Sebetulnya masih banyak teori-teori yang cukup kuat untuk menguak rahasia dibalik game LIMBO tersebut. Namun sayang, developer tidak mau menjelaskan lebih rinci tentang apa yang terjadi di dalam cerita game ini. Yang mereka jelaskan hanya bocah laki-laki itu mencari adik perempuannya. Enough about theory, sekarang waktunya gue berpendapat.

LIMBO is one of the best Indie game i have ever played.


Gameplay

Taste gue soal game bukan cuma grafik bagus. But actually, i really love the art style its disturbingly beautiful, i'm dead serious. Ceritanya yang bikin bingung player ini adalah hal yang menarik bagi gue. Apa ini game horror? I don't know exactly. Game horror gak cuma jumpscare, game macam gini juga bisa dikategorikan horror kalau atmosfernya segelap ini. Dan juga kinda explicit, which means i see a dead body. Kesan pertama gue saat nemu siluet mayat gantung diri bener-bener bikin gue speechless, bahkan sempet mikir "did i play the right game? is this the beautiful game that people talk about? man, this game is f*cked up!" kemudian gue dikejutkan lagi dengan mayat-mayat lainnya. Bahkan sampai ada yang ngapung di atas danau. But that doesn't make me hate the game. I love that game even more. Dan dengan bangga gue ngomong "this is the kind of my game"(haha what).
Lalu soal ending. Entah itu bad ending, sad ending, atau happy ending, we still don't know. Scene terakhir cuma memperlihatkan bocah laki-laki yang finally ketemu adik perempuannya, kemudian cring! Fade to black. And then credit title.

Last Scene

Dari semua teori-teori LIMBO, ada beberapa teori yang gue setuju dan lumayan rasional. Gue lupa nama teorinya apa, tapi gue bakal jelasin kenapa gue setuju dengan beberapa teori ini.

Teori Pertama


Bocah laki-laki dan adiknya sudah mati, dan jasad mereka berdua di kubur di dekat rumah pohon itu. Namun mereka gak sadar kalau mereka udah mati, dan si adik nyari-nyari jasad dirinya dengan cara menggali tanah di bawah rumah pohon itu, sementara kakaknya mencari-cari adiknya.

Teori Kedua


Semua yang terjadi di dunia LIMBO itu adalah rasa takut si bocah itu sendiri. Dia takut pada laba-laba, maka dari itu musuh terbesarnya yaitu laba-laba raksasa yang mencoba memangsa dia. Banyak anak-anak lain yang mencoba menyakiti si bocah. Anak-anak itu merupakan para bully di sekolahnya.

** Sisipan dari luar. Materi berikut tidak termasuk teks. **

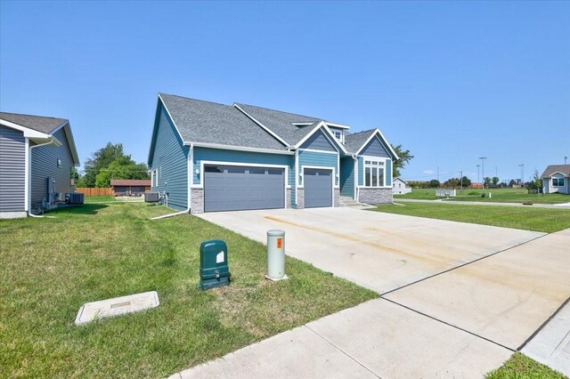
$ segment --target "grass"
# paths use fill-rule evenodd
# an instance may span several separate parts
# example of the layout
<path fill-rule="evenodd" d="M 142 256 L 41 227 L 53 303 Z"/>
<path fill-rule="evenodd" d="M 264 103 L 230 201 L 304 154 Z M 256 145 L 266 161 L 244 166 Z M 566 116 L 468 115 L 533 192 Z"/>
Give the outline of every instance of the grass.
<path fill-rule="evenodd" d="M 371 210 L 545 233 L 570 228 L 570 211 L 566 209 L 403 203 L 403 205 L 379 206 Z"/>
<path fill-rule="evenodd" d="M 491 198 L 488 197 L 491 192 Z M 497 203 L 535 203 L 535 204 L 560 204 L 570 203 L 570 196 L 559 193 L 547 195 L 529 194 L 526 189 L 487 189 L 463 190 L 461 194 L 460 190 L 456 190 L 457 197 L 455 200 L 461 201 L 489 201 Z M 481 193 L 485 197 L 481 198 Z M 394 195 L 394 198 L 414 198 L 423 200 L 436 200 L 435 189 L 413 189 L 411 192 L 405 195 Z"/>
<path fill-rule="evenodd" d="M 517 352 L 502 367 L 486 375 L 487 379 L 564 379 L 548 366 Z"/>
<path fill-rule="evenodd" d="M 377 297 L 287 257 L 269 282 L 257 242 L 144 203 L 0 221 L 0 376 L 164 377 Z M 221 238 L 232 282 L 197 289 L 199 246 Z M 156 290 L 160 306 L 74 325 L 95 300 Z"/>

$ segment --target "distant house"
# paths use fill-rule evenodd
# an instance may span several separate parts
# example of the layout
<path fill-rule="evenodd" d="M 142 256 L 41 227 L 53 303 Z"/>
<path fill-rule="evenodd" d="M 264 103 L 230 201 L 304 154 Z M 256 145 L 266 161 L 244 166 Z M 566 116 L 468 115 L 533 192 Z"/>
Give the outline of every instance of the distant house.
<path fill-rule="evenodd" d="M 111 179 L 115 196 L 140 196 L 151 190 L 150 179 Z"/>
<path fill-rule="evenodd" d="M 570 194 L 570 165 L 550 165 L 542 178 L 543 193 Z"/>
<path fill-rule="evenodd" d="M 0 218 L 57 207 L 75 191 L 69 121 L 0 112 Z"/>
<path fill-rule="evenodd" d="M 407 184 L 408 182 L 403 179 L 394 179 L 394 189 L 392 190 L 392 193 L 395 195 L 403 195 L 411 192 L 411 187 L 408 187 Z"/>

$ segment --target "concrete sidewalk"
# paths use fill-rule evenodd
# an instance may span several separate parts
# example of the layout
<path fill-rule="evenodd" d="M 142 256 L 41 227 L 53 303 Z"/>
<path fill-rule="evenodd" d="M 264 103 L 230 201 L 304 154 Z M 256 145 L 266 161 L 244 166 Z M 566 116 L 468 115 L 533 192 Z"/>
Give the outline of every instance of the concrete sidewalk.
<path fill-rule="evenodd" d="M 554 208 L 570 209 L 570 203 L 562 204 L 533 204 L 525 206 L 522 203 L 499 203 L 493 201 L 461 201 L 461 200 L 422 200 L 420 198 L 394 198 L 395 203 L 429 203 L 429 204 L 452 204 L 456 206 L 525 206 L 526 208 Z"/>

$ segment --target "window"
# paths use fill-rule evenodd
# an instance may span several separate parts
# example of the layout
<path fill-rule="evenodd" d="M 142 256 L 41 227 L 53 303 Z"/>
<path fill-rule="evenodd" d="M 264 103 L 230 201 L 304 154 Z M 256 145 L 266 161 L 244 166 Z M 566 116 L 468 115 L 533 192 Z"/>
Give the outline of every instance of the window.
<path fill-rule="evenodd" d="M 564 178 L 552 178 L 552 187 L 564 187 Z"/>
<path fill-rule="evenodd" d="M 155 169 L 151 172 L 151 185 L 159 187 L 159 170 Z"/>
<path fill-rule="evenodd" d="M 364 187 L 385 187 L 384 161 L 364 160 Z"/>

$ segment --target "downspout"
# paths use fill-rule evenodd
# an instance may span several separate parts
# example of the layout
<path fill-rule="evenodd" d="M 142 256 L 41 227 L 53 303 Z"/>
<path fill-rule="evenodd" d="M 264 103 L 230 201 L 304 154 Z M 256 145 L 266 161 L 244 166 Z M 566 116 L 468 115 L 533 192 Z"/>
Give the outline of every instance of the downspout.
<path fill-rule="evenodd" d="M 52 136 L 50 135 L 50 138 Z M 37 214 L 32 214 L 32 191 L 31 191 L 31 186 L 32 186 L 32 149 L 34 148 L 39 148 L 40 146 L 47 146 L 47 145 L 51 145 L 52 143 L 53 143 L 53 140 L 50 140 L 47 142 L 45 143 L 40 143 L 38 145 L 34 145 L 34 146 L 30 146 L 29 147 L 29 161 L 28 162 L 28 174 L 29 175 L 29 178 L 28 178 L 28 215 L 31 216 L 31 217 L 37 217 L 37 218 L 50 218 L 50 219 L 53 219 L 55 217 L 53 216 L 38 216 Z"/>
<path fill-rule="evenodd" d="M 192 163 L 193 162 L 194 162 L 194 145 L 192 143 L 191 143 L 190 144 L 190 149 L 188 150 L 188 159 L 187 159 L 188 207 L 183 211 L 176 212 L 175 214 L 164 214 L 162 216 L 152 217 L 151 220 L 161 220 L 161 219 L 167 219 L 168 217 L 177 216 L 177 215 L 180 215 L 180 214 L 190 214 L 190 210 L 191 210 L 191 186 L 192 181 L 194 181 L 192 180 L 192 178 L 193 178 Z"/>

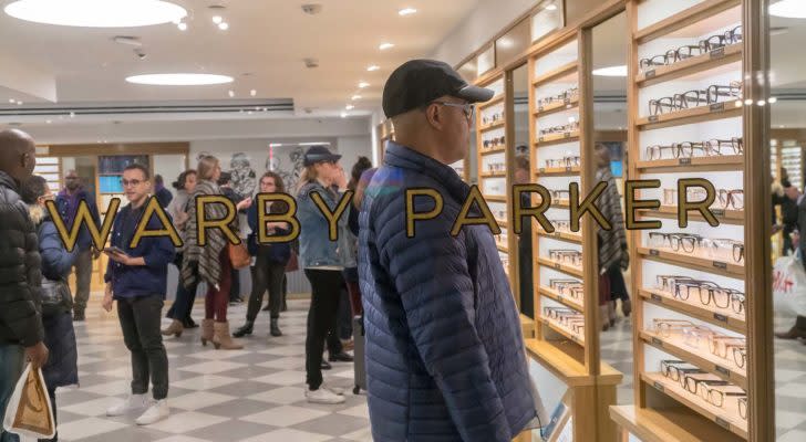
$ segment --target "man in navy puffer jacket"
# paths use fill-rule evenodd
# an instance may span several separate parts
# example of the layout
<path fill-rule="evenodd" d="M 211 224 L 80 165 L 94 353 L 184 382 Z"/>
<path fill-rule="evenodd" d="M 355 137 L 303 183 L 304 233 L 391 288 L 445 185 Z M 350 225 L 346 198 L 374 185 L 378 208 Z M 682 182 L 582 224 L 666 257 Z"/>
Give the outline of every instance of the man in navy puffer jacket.
<path fill-rule="evenodd" d="M 447 64 L 415 60 L 383 92 L 395 127 L 365 191 L 359 273 L 366 375 L 376 442 L 509 442 L 536 407 L 519 315 L 486 225 L 451 229 L 469 187 L 448 166 L 467 155 L 468 86 Z M 441 193 L 441 214 L 406 238 L 405 190 Z M 414 212 L 434 200 L 416 197 Z M 478 217 L 471 212 L 469 217 Z"/>

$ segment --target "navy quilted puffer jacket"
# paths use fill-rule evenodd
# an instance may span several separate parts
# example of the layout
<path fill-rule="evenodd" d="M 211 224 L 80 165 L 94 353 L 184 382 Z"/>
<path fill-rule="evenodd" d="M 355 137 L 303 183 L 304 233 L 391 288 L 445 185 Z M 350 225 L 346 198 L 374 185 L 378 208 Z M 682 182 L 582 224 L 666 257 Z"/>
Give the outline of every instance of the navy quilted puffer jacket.
<path fill-rule="evenodd" d="M 423 187 L 442 193 L 443 212 L 407 239 L 405 188 Z M 451 167 L 394 143 L 366 189 L 359 272 L 376 442 L 509 442 L 536 417 L 493 234 L 450 234 L 468 192 Z M 415 212 L 433 207 L 414 199 Z"/>

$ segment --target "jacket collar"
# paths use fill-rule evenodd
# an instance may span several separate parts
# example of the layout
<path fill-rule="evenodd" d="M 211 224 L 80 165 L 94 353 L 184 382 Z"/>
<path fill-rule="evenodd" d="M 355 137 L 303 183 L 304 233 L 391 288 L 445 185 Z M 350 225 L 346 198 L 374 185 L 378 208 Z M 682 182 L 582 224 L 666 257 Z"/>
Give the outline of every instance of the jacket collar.
<path fill-rule="evenodd" d="M 10 175 L 6 173 L 2 170 L 0 170 L 0 186 L 8 187 L 16 192 L 20 190 L 20 186 L 17 183 L 17 180 L 11 178 Z"/>
<path fill-rule="evenodd" d="M 388 141 L 383 164 L 410 169 L 434 179 L 444 186 L 448 194 L 459 203 L 463 203 L 471 192 L 471 187 L 459 178 L 451 166 L 443 165 L 434 158 L 394 141 Z"/>

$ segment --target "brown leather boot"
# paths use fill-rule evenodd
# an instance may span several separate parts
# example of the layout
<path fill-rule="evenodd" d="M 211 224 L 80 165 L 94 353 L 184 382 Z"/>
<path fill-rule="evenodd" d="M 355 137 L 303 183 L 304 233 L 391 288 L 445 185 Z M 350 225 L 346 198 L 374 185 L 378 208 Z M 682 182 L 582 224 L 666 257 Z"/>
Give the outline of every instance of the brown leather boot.
<path fill-rule="evenodd" d="M 211 343 L 213 336 L 213 319 L 202 319 L 202 345 L 207 346 L 207 341 Z"/>
<path fill-rule="evenodd" d="M 213 334 L 213 345 L 216 350 L 223 348 L 225 350 L 240 350 L 244 348 L 238 341 L 232 340 L 232 336 L 229 335 L 229 323 L 215 323 Z"/>
<path fill-rule="evenodd" d="M 168 328 L 163 330 L 163 335 L 164 336 L 174 335 L 178 338 L 178 337 L 182 337 L 183 332 L 185 332 L 185 327 L 182 325 L 182 320 L 174 319 L 174 322 L 170 323 Z"/>
<path fill-rule="evenodd" d="M 798 316 L 789 330 L 776 333 L 775 336 L 779 339 L 806 339 L 806 316 Z"/>

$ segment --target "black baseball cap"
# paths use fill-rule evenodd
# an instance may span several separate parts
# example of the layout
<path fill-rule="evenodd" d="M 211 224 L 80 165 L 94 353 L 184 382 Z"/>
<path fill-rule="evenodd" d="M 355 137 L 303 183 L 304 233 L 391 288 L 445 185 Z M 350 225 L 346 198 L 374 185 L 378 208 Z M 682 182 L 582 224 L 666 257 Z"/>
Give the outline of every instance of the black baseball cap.
<path fill-rule="evenodd" d="M 324 146 L 313 146 L 306 151 L 303 166 L 313 166 L 321 161 L 338 161 L 341 155 L 331 154 L 330 150 Z"/>
<path fill-rule="evenodd" d="M 383 87 L 383 113 L 386 118 L 425 106 L 451 95 L 467 103 L 487 102 L 495 93 L 467 84 L 447 63 L 436 60 L 411 60 L 394 70 Z"/>

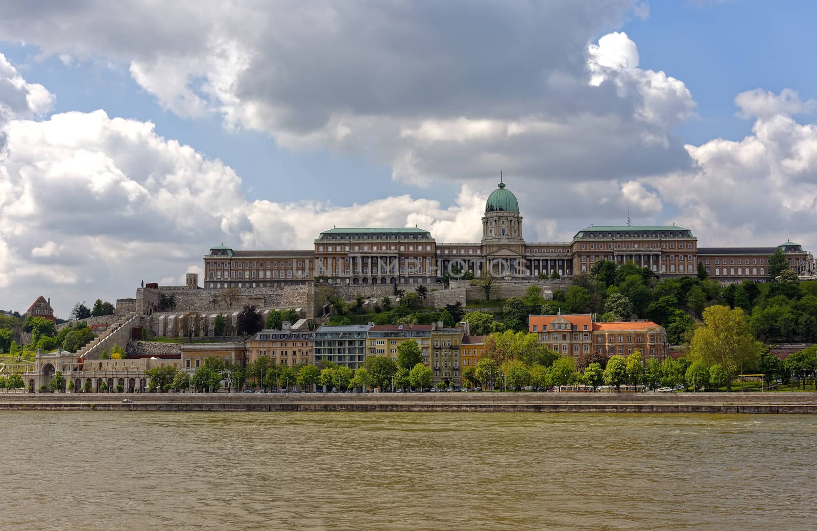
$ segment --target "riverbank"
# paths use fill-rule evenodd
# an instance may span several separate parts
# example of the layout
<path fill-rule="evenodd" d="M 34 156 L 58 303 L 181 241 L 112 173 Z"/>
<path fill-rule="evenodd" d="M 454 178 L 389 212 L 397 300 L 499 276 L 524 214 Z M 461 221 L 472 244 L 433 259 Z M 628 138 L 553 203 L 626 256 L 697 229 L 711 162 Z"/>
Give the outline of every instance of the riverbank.
<path fill-rule="evenodd" d="M 123 402 L 123 399 L 131 401 Z M 817 414 L 815 393 L 0 394 L 0 410 Z"/>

Dan teori itu berkata bahwa si bocah ini terbunuh di hotel bersama keluarganya. Nah, untuk yang itu gue kurang setuju. Pokoknya teori bagaimana si bocah ini mati biarkan menjadi misteri, dan gue sendiri pun ga mau nerka-nerka apa sebab si bocah itu mati. Karena menurut gue unrasional kalo si bocah mati dibunuh di hotel. Memang sih ada buktinya, ada scene hotel di game tersebut.


Tapi menurut gue kurang 'in' sama storynya. Yang gue terka adalah si bocah ini mati dengan 
penyesalan. Maka dari itu dia ga bisa pergi ke surga atau neraka, tapi malah terjebak di LIMBO.

Wait.. if he's already dead, then why is everything in there trying to kill him?


Well, let's see. Why? Dari teori-teori yang ada, gue menyimpulkan bahwa sesuatu yang mencoba mencelakai si bocah laki-laki itu merupakan ketakutannya sendiri. Ketakutannya itulah yang menahan bocah ini untuk menemukan adiknya.

I will rate this game 8/10 bananas. -2 points karena gue ga menemukan plot twist yang lebih dari itu. Seandainya tiba-tiba game ini jadi colorful, that would be amazing. Atau sekedar interaksi si bocah dengan adiknya. Karena game itu membuat gue kebingungan di chapter terakhir. Well mungkin memang itu tujuan game ini. We can't blame the developer nor the gameplay. Afterall, game ini tetap menjadi game favorit gue. Walaupun agak lama namatinnya. Mungkin sekitar 3 minggu. Karena waktu gue buat main game makin sedikit akibat sibuk ngurusin hal yang lebih important ketimbang game *sad face*. Gue juga sempet nonton let's playnya lord Pewdiepie pada tahun 2013 lalu. Dan gue mulai main game LIMBO tahun ini. So, gue udah lupa gimana cara mainnya, bahkan storynya.

Makasih udah mau baca review game LIMBO dari sudut pandang gue. Note that teori-teori tersebut unofficial, cuma pendapat dari para fans LIMBO, termasuk review ini.